ISBN:4003241134:detail
授業の合間に、カフェのオープンテラスでランチを食べながら、ヘルダーリンを読んでいた。
あいにくと、空は雨が振る前の独特な重圧に満ちていたが、かろうじて堤防の決壊は免れているという容貌。
ヘルダーリンに興味を持ったのは、ツェランの著書にその名を発見したからだった。
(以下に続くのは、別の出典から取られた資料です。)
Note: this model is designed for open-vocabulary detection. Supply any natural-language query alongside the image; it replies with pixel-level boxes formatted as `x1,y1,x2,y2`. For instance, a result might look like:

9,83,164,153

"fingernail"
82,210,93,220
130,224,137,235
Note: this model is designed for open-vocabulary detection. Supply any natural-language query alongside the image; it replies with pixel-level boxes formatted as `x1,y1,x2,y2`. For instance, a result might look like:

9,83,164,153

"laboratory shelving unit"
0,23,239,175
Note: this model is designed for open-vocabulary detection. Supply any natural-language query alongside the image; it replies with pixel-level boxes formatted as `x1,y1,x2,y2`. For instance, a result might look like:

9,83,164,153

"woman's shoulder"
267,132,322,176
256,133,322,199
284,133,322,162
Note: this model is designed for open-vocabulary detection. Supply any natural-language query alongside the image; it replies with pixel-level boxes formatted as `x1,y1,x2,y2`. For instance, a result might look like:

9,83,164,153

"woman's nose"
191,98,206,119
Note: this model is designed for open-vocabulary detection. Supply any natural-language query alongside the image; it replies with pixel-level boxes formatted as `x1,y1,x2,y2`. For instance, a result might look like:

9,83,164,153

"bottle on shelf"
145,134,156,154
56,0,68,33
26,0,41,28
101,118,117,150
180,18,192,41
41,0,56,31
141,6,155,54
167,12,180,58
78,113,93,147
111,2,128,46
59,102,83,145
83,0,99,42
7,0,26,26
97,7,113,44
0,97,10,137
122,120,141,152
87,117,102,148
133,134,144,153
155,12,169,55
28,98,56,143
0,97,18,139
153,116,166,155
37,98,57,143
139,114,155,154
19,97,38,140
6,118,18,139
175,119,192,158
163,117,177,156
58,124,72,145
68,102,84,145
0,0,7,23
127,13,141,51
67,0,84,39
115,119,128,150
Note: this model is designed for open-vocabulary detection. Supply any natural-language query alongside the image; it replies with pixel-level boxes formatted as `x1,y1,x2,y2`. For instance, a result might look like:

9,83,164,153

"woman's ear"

なるほどツェランが言及するだけのことはあると一読でわかる孤高で失われた"詩人の姿"!あまりの高貴さに、食べる手が止まってしまい、私は深々と読み進めていった。
そして詩句が「祭の日の……」にさしかかったとき、稲妻という単語の登場とともに、こちらの空も稲光り、遅れて轟音がなった。
私はあまりのセレンティビティに失神しそうだった。詩の神様の到来だ!とさえ思った。
力強い、農夫の美しい肢体が大地に確りと立つ姿を思い、私は空を仰いだ。
灰色の空気が、レースのカーテンのようにゆらゆらと蠢いているのが見える。雷鳴の振動が見える、と根拠もなく確信した。
Flash!
もう一度稲光が空を発火させる。
降り出した雨粒に身をさらしたい衝動に駆られる。
私は耳を澄ました。今なら、いろいろなものが見える。私は詩の喜びを知っている。